Binding-Specific CAPWAP Management Messages: Messages in this
category are used by the AC and the WTP to exchange protocol-
specific CAPWAP management messages. These messages may or may
not be used to change the link state of a station.
Discovery, Join, Control Channel Management, WTP Configuration
Management, and Station Session Management CAPWAP Control messages
MUST be implemented. Device Management Operations messages MAY be
implemented.
CAPWAP Control messages sent from the WTP to the AC indicate that the
WTP is operational, providing an implicit keep-alive mechanism for
the WTP. The Control Channel Management Echo Request and Echo
Response messages provide an explicit keep-alive mechanism when other
CAPWAP Control messages are not exchanged.
4.5.1. Control Message Format
All CAPWAP Control messages are sent encapsulated within the CAPWAP
Header (see Section 4.3). Immediately following the CAPWAP Header is
the control header, which has the following format:
0 1 2 3
0 1 2 3 4 5 6 7 8 9 0 1 2 3 4 5 6 7 8 9 0 1 2 3 4 5 6 7 8 9 0 1
+-+-+-+-+-+-+-+-+-+-+-+-+-+-+-+-+-+-+-+-+-+-+-+-+-+-+-+-+-+-+-+-+
| Message Type |
+-+-+-+-+-+-+-+-+-+-+-+-+-+-+-+-+-+-+-+-+-+-+-+-+-+-+-+-+-+-+-+-+
| Seq Num | Msg Element Length | Flags |
+-+-+-+-+-+-+-+-+-+-+-+-+-+-+-+-+-+-+-+-+-+-+-+-+-+-+-+-+-+-+-+-+
| Msg Element [0..N] ...
+-+-+-+-+-+-+-+-+-+-+-+-+
4.5.1.1. Message Type
The Message Type field identifies the function of the CAPWAP Control message. To provide extensibility, the Message Type field is comprised of an IANA Enterprise Number [RFC3232] and an enterprise- specific message type number. The first three octets contain the IANA Enterprise Number in network byte order, with zero used for CAPWAP base protocol (this specification) defined message types. The last octet is the enterprise-specific message type number, which has a range from 0 to 255. The Message Type field is defined as: Message Type = IANA Enterprise Number * 256 + Enterprise Specific Message Type Number The CAPWAP protocol reliability mechanism requires that messages be defined in pairs, consisting of both a Request and a Response message. The Response message MUST acknowledge the Request message. The assignment of CAPWAP Control Message Type Values always occurs in pairs. All Request messages have odd numbered Message Type Values, and all Response messages have even numbered Message Type Values. The Request value MUST be assigned first. As an example, assigning a Message Type Value of 3 for a Request message and 4 for a Response message is valid, while assigning a Message Type Value of 4 for a Response message and 5 for the corresponding Request message is invalid. When a WTP or AC receives a message with a Message Type Value field that is not recognized and is an odd number, the number in the Message Type Value Field is incremented by one, and a Response message with a Message Type Value field containing the incremented value and containing the Result Code message element with the value (Unrecognized Request) is returned to the sender of the received message. If the unknown message type is even, the message is ignored.

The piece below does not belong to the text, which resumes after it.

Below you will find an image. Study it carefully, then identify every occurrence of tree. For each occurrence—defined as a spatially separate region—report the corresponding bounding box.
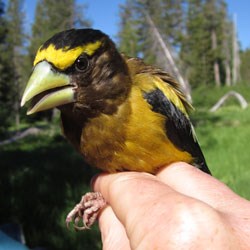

The valid values for CAPWAP Control Message Types are specified in
the table below:
CAPWAP Control Message Message Type
Value
Discovery Request 1
Discovery Response 2
Join Request 3
Join Response 4
Configuration Status Request 5
Configuration Status Response 6
Configuration Update Request 7
Configuration Update Response 8
WTP Event Request 9
WTP Event Response 10
Change State Event Request 11
Change State Event Response 12
Echo Request 13
Echo Response 14
Image Data Request 15
Image Data Response 16
Reset Request 17
Reset Response 18
Primary Discovery Request 19
Primary Discovery Response 20
Data Transfer Request 21
Data Transfer Response 22
Clear Configuration Request 23
Clear Configuration Response 24
Station Configuration Request 25
Station Configuration Response 26
4.5.1.2. Sequence Number
The Sequence Number field is an identifier value used to match
Request and Response packets. When a CAPWAP packet with a Request
Message Type Value is received, the value of the Sequence Number
field is copied into the corresponding Response message.
When a CAPWAP Control message is sent, the sender's internal sequence
number counter is monotonically incremented, ensuring that no two
pending Request messages have the same sequence number. The Sequence
Number field wraps back to zero.
4.5.1.3. Message Element Length
The Length field indicates the number of bytes following the Sequence
Number field.
4.5.1.4. Flags
The Flags field MUST be set to zero.4.5.1.5. Message Element [0..N]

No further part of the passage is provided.